Solve Knight and Reversal Problems
Company: Uber
Role: Software Engineer
Category: Coding & Algorithms
Difficulty: hard
Interview Round: Take-home Project
The online assessment contained two coding problems:
1. **Generalized knight shortest path**: Given an integer `n`, consider an `n x n` chessboard with coordinates from `(0, 0)` to `(n-1, n-1)`. For each ordered pair of positive integers `(a, b)` where `1 <= a, b < n`, a piece can move from `(x, y)` to any of the eight positions formed by applying `(+/-a, +/-b)` or `(+/-b, +/-a)`. For every `(a, b)`, compute the minimum number of moves needed to reach `(n-1, n-1)` starting from `(0, 0)`, or `-1` if the target is unreachable.
2. **Minimum segment reversals**: Positions are numbered from `1` to `n`. A token starts at position `p`, and some positions are forbidden and cannot be occupied.
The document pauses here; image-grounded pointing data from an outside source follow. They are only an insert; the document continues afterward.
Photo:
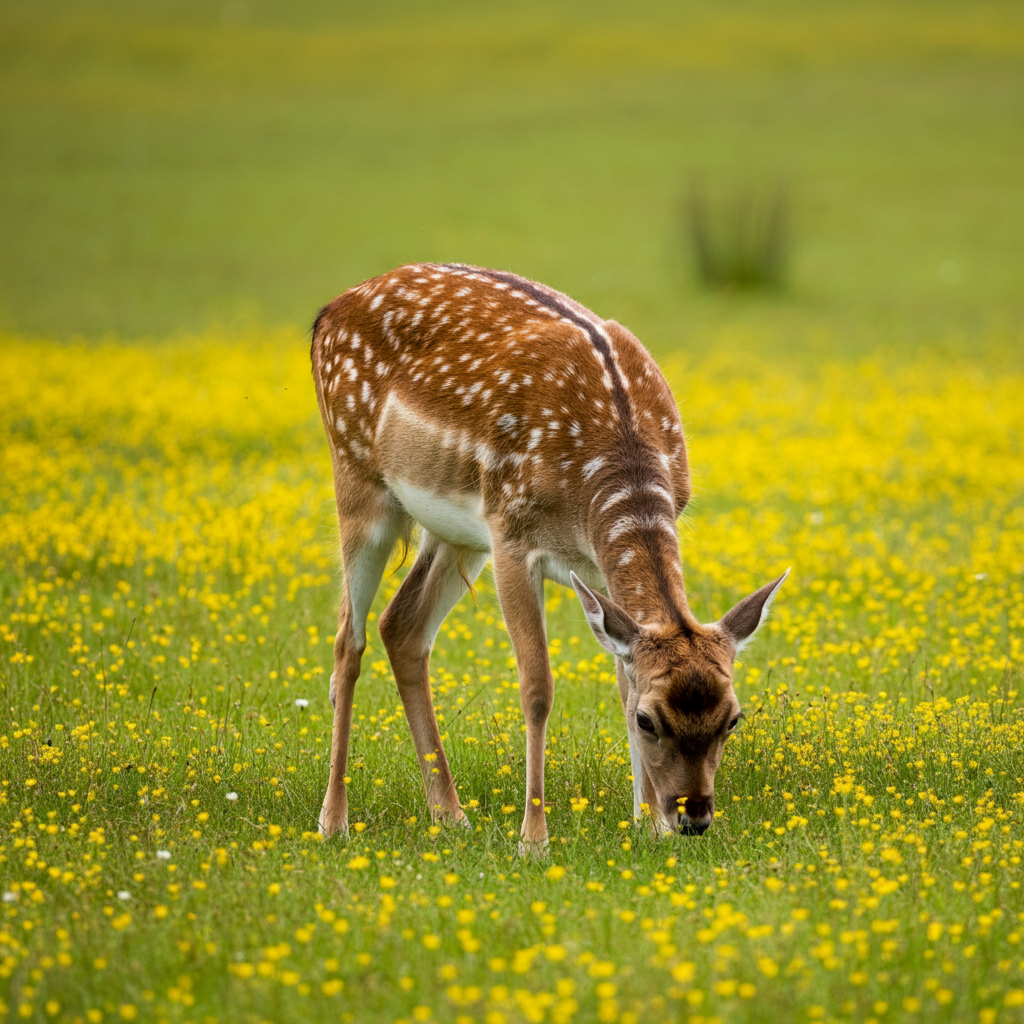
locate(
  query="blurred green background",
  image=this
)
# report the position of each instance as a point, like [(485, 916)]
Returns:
[(170, 166)]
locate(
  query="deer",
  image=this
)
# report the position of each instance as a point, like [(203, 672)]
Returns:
[(511, 423)]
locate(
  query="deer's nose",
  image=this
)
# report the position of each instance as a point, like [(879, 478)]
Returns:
[(695, 814)]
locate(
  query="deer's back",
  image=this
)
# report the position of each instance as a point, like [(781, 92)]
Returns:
[(458, 381)]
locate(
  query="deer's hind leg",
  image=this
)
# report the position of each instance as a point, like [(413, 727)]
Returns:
[(370, 526), (408, 629)]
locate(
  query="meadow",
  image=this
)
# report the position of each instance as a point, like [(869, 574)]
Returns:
[(167, 622), (181, 186)]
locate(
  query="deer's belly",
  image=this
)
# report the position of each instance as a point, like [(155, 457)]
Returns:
[(455, 517)]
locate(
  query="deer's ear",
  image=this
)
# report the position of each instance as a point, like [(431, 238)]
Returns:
[(613, 628), (745, 619)]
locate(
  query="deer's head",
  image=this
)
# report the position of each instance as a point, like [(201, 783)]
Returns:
[(680, 705)]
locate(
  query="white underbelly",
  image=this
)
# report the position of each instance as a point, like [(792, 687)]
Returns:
[(457, 518)]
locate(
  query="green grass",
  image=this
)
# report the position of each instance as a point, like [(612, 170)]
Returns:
[(162, 170), (168, 570)]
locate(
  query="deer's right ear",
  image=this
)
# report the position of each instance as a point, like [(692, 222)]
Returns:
[(613, 628)]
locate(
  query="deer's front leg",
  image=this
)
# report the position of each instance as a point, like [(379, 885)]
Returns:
[(520, 592), (365, 562)]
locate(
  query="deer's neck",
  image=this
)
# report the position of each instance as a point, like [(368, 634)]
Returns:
[(636, 543)]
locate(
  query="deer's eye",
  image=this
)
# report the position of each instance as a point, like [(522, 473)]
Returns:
[(644, 722)]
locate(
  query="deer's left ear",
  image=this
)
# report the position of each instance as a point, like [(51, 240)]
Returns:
[(613, 628), (745, 619)]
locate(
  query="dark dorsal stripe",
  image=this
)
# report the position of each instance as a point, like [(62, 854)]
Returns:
[(598, 340)]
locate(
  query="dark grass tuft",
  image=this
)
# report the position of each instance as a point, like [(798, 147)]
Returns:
[(739, 241)]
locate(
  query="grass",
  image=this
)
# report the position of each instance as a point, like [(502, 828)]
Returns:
[(162, 170), (166, 616), (168, 567)]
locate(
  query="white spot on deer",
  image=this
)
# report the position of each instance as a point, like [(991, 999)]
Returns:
[(617, 497)]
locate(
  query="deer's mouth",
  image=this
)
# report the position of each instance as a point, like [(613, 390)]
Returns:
[(687, 827)]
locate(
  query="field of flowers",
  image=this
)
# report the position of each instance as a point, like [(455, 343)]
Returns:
[(168, 588)]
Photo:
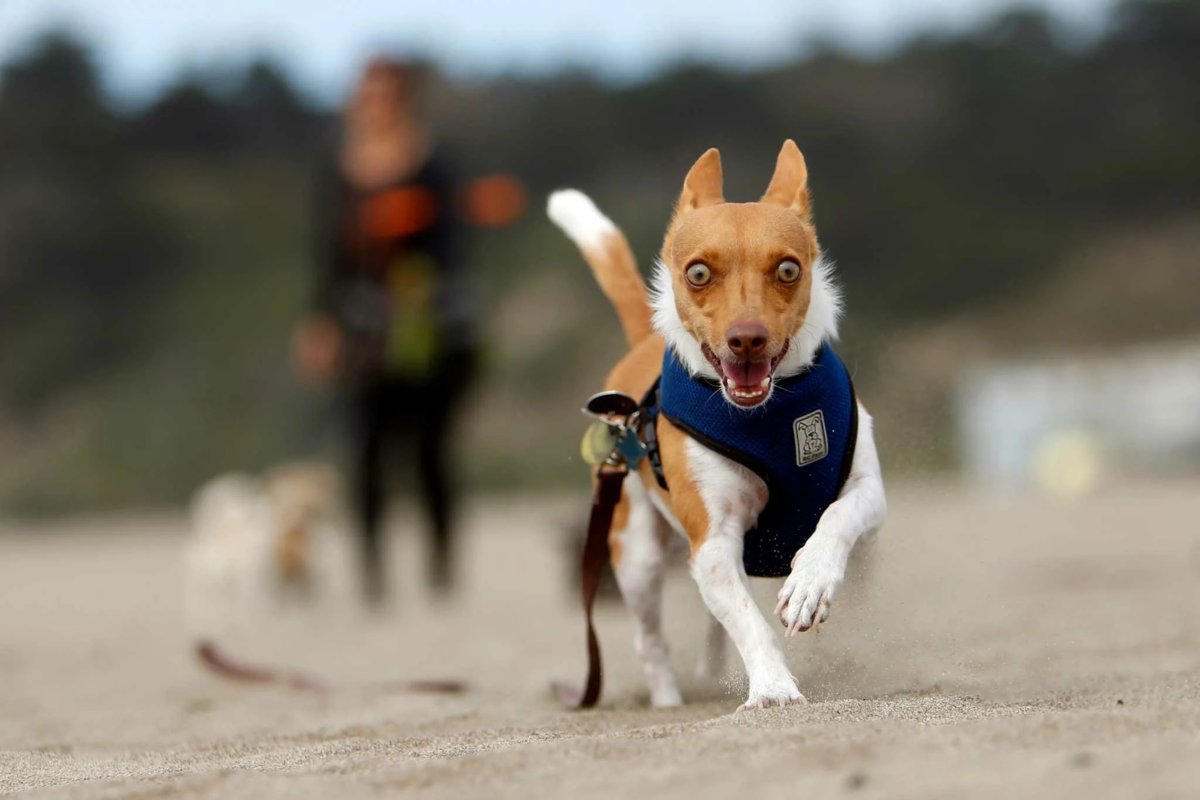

In one move, you may choose any contiguous segment of length `k` that contains the token, reverse that segment, and the token moves to its mirrored position inside the chosen segment. For every position from `1` to `n`, compute the minimum number of reversals required to move the token there, or `-1` if it cannot be reached. The assessment version used 1-indexed positions.
Quick Answer: This question evaluates graph modeling, state-space exploration, and shortest-path/reachability reasoning for nonstandard movement rules and constrained state transformations.
Part 1: Generalized Knight Distance Matrix
Given an integer n, consider an n x n chessboard with cells labeled from (0, 0) to (n-1, n-1). For each ordered pair of positive integers (a, b) such that 1 <= a, b < n, a piece may move from (x, y) to any of the eight cells obtained by adding (+/-a, +/-b) or (+/-b, +/-a). Return an (n-1) x (n-1) matrix where the value at row a-1 and column b-1 is the minimum number of moves needed to reach (n-1, n-1) starting from (0, 0). If the target cannot be reached for that (a, b), store -1 instead.
Constraints
- 1 <= n <= 25
- Coordinates are 0-indexed from (0, 0) to (n-1, n-1)
- For every pair (a, b), 1 <= a, b < n
Examples
Input: (1,)
Expected Output: []
Explanation: There are no valid pairs (a, b) when n = 1, so the result is an empty matrix.
Input: (2,)
Expected Output: [[1]]
Explanation: Only (a, b) = (1, 1) exists, and the piece reaches (1, 1) in one move.
Input: (3,)
Expected Output: [[2, 4], [4, 1]]
Explanation: For example, with (2, 2) the target is reached directly in one move, while the standard knight move (1, 2) needs four moves on a 3 x 3 board.